I’ve been involved in the hunter education program for about 20 years and am certified to teach all three of the course topics offered. The two courses dealing with firearms repeatedly stress four safe-handling firearms rules: treat every firearm as if it is loaded, keep your finger off the trigger until you are ready to fire, never point the muzzle of the gun at anything you are not willing to destroy, and be sure of your target and what is around and beyond it.

At least two, and perhaps three, of these rules were not followed in this particular situation and a child died.

I have heard from the program coordinators that most of the rural villages in Alaska aren’t too interested in hunter education as the program exists, but are almost desperate for a safe gun handling course that can be taught to their children. A typical one-day course spends a few hours on safe gun handling, but also involves hunter ethics, hunter responsibility and wildlife management concerns.
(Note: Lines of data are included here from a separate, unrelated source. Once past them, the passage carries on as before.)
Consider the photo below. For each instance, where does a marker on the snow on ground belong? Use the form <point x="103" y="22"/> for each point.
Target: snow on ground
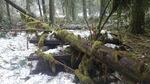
<point x="82" y="33"/>
<point x="14" y="66"/>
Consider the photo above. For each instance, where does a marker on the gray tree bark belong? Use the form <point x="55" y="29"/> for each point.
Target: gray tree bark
<point x="44" y="10"/>
<point x="51" y="12"/>
<point x="84" y="9"/>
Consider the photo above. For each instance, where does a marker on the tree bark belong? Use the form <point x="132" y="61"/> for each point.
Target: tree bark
<point x="44" y="10"/>
<point x="137" y="17"/>
<point x="19" y="8"/>
<point x="84" y="9"/>
<point x="73" y="10"/>
<point x="51" y="12"/>
<point x="102" y="7"/>
<point x="28" y="2"/>
<point x="120" y="61"/>
<point x="8" y="14"/>
<point x="38" y="2"/>
<point x="1" y="10"/>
The often subsistence-based villagers are not generally interested in those parts of the course.

Certified instructors are scarce in rural Alaska and travel to bring an instructor out to a village to teach a course is costly and the logistics are a major hurdle. As a result, hunter education classes in rural villages happen once in a blue moon. Online courses exist and offset some of the stated problems a hands-on course has, but the firearms safety portion is still just a chapter in a book. If kids don’t learn proper firearms safety at home or from a neighbor, they tend to handle their hunting firearms in an unsafe manner and “accidents” occur on a regular basis. Just follow news reports over time to confirm this.

That little girl will live with this tragedy for the rest of her life and I have sympathy for her. However, she was negligent in the way she handled the firearm, probably because nobody had ever shown her some of the proper and safe ways to handle that gun. If you strictly follow the four rules cited before, you will never be involved in an injury or death related to a so-called firearms accident. You may experience an accidental discharge with your firearm, but if the muzzle is always pointed in a safe direction, no damage other than to your pride will occur.

I’ve personally experienced two accidental firearms discharges, both of which related to the gun malfunctioning. I was present when my father also had an accidental discharge when his thumb slipped off the hammer of a lever-action rifle he was uncocking. None of these incidents resulted in injury because the muzzle was pointed in a safe direction.

There are no such things as firearms accidents if the proper safety rules are strictly followed. In my 20 years of teaching hunter education, I have challenged every class to describe a firearms accident scenario where all of the firearms safety rules are followed. Nobody has come up with one yet.